What's the news regarding the next COVID-19 relief package that is vital to helping physician practices weather the adverse financial effects of the pandemic? There is discouragingly little. Not only is Congress gridlocked, it is in recess. But while the lack of progress ahead of a key Sept. 30 fiscal year deadline can be frustrating, it also provides physician activists time to contact their senators and representatives to inform them about the measures they must take to make sure practices remain open so patients continue to get the care they need. The AMA Physicians Grassroots Network (PGN) has provided tools for arranging meetings via phone or videoconferencing technology. The PGN's regional political directors will help connect physicians to existing meeting opportunities or set up new ones. The country and the U.S. health care system are facing "a once-in-a-generation health crisis," a recent PGN mailing noted, adding that members of Congress must hear from physicians about the provisions outlined below that need to be included in the next COVID-19 relief package. Continue the expansion of, and add flexibility to, the Medicare Accelerated and Advanced Payments Program. The program provides an emergency cash advance based on a practice's historical Medicare payments to provide necessary funds when there is a disruption in claim submission or processing—such as with the COVID-19 pandemic. This program offered a lifeline to cash-strapped practices and resulted in the Centers for Medicare & Medicaid Services' (CMS) approving almost 24,000 applications totaling $40.4 billion in advanced payments to physicians, health professionals and other Medicare Part B suppliers early in the pandemic. But repayment is due, and the terms are harsh. On this issue, the AMA is asking Congress to:
- Postpone recoupment until 365 days after the advance payment has been issued to a physician practice
- Reduce the per-claim recoupment amount from 100% to 25%
- Extend the repayment period for physicians to two years
Better address Medicare and Medicaid payment policy to account for the lack of positive updates to further assist America's doctors caring for patients during the pandemic. There are positive changes related to coding and payment for evaluation and management physician office-visit services included in the recently released 2021 Medicare proposed physician payment schedule. But these and other raises are forcing deep payment cuts elsewhere because of Medicare budget-neutrality requirements. On top of a nearly 11% proposed cut in the Medicare conversion factor, physicians and other health professionals who report relatively few office-visit codes may see further cuts.
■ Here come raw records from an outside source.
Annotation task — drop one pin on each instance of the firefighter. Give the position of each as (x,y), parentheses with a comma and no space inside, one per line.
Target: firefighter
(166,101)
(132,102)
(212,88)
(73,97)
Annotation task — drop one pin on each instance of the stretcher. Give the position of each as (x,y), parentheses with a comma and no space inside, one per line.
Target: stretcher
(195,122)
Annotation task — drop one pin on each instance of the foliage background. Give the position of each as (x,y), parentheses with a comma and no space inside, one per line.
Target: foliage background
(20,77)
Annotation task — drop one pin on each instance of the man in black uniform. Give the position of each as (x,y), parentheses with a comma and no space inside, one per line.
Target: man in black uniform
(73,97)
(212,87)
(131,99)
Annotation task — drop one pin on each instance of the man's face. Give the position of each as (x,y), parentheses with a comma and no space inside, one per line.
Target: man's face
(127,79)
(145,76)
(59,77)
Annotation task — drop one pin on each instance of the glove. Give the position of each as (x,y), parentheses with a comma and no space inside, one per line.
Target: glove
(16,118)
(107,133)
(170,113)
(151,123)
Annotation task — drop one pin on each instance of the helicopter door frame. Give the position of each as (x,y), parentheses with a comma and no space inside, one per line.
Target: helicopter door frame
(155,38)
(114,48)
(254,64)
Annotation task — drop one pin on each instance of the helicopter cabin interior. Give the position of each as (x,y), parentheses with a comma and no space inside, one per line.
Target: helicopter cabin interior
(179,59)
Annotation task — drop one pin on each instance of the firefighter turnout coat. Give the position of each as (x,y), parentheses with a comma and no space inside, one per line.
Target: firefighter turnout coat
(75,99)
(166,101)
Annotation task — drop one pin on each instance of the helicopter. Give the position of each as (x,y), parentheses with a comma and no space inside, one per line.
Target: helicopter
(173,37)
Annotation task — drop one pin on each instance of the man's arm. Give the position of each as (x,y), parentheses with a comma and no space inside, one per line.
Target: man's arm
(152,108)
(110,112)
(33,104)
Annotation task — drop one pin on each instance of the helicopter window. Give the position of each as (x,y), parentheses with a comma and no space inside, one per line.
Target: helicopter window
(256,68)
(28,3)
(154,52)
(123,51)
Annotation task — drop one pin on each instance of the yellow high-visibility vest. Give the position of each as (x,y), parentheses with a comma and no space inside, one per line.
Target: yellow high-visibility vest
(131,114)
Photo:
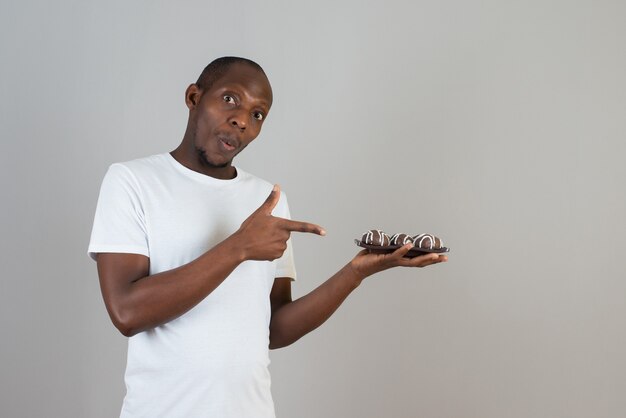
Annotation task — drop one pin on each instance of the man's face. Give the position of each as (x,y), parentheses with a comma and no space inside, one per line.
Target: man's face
(229,115)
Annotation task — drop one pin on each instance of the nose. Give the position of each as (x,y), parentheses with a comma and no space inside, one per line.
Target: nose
(238,121)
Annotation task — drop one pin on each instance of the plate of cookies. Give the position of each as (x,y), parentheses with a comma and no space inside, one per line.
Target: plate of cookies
(377,241)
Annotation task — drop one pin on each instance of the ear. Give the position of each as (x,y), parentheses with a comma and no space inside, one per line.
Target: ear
(192,96)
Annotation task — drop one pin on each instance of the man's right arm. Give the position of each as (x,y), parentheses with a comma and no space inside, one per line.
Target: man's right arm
(137,301)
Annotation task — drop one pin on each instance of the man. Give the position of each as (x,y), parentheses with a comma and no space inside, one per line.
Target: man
(195,262)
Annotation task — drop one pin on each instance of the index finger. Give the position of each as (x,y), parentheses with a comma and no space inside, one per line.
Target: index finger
(298,226)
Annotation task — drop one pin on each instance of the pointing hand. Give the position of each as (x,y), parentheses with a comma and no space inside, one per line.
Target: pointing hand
(264,237)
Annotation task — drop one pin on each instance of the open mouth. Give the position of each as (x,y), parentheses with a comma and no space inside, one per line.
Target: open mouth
(228,144)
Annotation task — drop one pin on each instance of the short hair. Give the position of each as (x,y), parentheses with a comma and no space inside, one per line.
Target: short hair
(218,67)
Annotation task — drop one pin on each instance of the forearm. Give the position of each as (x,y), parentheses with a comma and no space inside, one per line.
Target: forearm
(293,320)
(156,299)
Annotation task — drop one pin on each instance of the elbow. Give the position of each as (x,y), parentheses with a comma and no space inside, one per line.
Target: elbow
(280,339)
(123,321)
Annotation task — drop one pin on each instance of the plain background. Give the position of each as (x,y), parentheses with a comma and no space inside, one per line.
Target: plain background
(497,125)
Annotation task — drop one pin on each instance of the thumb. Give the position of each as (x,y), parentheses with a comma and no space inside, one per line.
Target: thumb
(271,201)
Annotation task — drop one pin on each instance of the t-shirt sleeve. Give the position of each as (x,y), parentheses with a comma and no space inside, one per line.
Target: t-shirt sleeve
(285,265)
(119,223)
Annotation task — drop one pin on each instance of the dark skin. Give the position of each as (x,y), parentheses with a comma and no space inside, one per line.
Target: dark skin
(223,120)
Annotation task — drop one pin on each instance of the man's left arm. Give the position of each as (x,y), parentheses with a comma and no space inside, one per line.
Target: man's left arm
(291,320)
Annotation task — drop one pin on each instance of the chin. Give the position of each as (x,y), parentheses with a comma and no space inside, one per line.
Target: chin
(204,159)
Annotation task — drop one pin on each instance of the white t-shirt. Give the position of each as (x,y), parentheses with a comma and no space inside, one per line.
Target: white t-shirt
(213,360)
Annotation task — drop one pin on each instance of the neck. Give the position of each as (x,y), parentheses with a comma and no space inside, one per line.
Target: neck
(188,157)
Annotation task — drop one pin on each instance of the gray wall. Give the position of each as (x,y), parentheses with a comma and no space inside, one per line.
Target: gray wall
(498,125)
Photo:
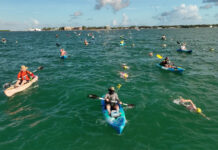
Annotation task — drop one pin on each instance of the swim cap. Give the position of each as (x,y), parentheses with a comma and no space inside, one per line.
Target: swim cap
(125,75)
(198,110)
(111,89)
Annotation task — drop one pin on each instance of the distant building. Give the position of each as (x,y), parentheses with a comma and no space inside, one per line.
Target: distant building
(36,29)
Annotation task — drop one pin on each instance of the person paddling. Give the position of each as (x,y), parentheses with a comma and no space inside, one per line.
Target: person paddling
(112,101)
(63,52)
(24,76)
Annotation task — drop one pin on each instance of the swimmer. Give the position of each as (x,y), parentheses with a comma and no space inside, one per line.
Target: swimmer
(191,106)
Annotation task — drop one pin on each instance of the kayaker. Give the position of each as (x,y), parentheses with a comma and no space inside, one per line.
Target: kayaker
(112,101)
(63,52)
(183,46)
(24,76)
(164,37)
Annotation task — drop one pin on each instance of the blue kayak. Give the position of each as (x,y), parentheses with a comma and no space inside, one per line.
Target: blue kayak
(63,57)
(177,69)
(117,123)
(186,51)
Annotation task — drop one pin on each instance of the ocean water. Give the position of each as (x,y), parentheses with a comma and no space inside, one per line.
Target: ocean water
(55,113)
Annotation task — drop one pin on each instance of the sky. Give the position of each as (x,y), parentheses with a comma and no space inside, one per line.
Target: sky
(25,14)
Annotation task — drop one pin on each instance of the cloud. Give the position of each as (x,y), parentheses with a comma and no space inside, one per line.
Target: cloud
(125,20)
(208,6)
(183,14)
(75,15)
(35,22)
(115,4)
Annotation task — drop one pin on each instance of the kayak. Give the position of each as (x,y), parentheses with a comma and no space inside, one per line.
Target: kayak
(178,69)
(186,51)
(63,57)
(117,123)
(11,90)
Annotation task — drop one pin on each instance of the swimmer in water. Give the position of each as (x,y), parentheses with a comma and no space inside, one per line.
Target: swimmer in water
(191,106)
(124,66)
(124,75)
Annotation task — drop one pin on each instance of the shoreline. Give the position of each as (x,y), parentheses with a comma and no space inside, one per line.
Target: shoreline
(103,28)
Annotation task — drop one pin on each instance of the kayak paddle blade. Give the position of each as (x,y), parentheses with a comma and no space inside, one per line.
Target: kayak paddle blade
(6,85)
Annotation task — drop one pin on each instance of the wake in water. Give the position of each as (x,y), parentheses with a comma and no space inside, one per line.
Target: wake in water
(190,106)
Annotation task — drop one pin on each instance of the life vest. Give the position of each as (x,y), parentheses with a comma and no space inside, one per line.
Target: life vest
(25,75)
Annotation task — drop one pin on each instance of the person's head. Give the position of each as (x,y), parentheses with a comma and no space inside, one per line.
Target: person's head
(198,110)
(111,90)
(23,68)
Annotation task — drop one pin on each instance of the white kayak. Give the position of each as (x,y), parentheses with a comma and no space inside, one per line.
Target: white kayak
(11,90)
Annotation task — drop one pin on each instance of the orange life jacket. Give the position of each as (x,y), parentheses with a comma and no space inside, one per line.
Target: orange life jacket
(25,75)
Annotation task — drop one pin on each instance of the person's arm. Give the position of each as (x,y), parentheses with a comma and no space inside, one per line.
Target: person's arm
(106,98)
(31,74)
(19,76)
(117,98)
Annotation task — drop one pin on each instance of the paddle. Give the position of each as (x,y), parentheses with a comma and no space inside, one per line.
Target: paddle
(7,85)
(161,57)
(93,96)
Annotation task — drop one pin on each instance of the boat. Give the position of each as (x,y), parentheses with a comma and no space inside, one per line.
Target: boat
(177,69)
(11,90)
(118,123)
(63,57)
(186,51)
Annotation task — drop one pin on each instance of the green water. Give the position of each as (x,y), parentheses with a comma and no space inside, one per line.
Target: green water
(55,113)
The AMA has told CMS that cutting Medicare pay during the COVID-19 pandemic doesn't make sense. Include direct financial support to help sustain physician practices through the COVID-19 crisis including additional emergency relief fund grants and access to small business loans. Permanently lift the geographic and site restrictions on telehealth technologies so all Medicare beneficiaries have access to telehealth services, including from home, regardless of where they live. Congress took swift and decisive actions to ensure that telehealth services would be available to all Medicare beneficiaries early in the COVID-19 pandemic. But these actions will expire when the public health emergency is over. The AMA has told Congress that the progress seen in the use of telehealth services will be erased if it fails to act. Institute broader liability protection for physicians and clinicians as they continue their front-line fight against COVID-19. Physicians and other professionals remain vulnerable to the threat of unwarranted and unfair lawsuits as they continue to treat individuals afflicted with COVID-19 while also caring for non-COVID-19 patients and addressing the full-time task of securing adequate medical supplies and personal protective equipment (PPE). Provide federal assistance for the purchase of PPE for America's health care workers. "The lack of a coordinated national strategy to acquire and distribute PPE has certainly played a role [in recurring shortages, and is] forcing state governments to compete with each other—and with the federal government as well as foreign nations—to secure masks, gowns, gloves and other gear," AMA President Susan R. Bailey, MD, wrote in a recent AMA Leadership Viewpoints column, "Recurring PPE shortages must be resolved now."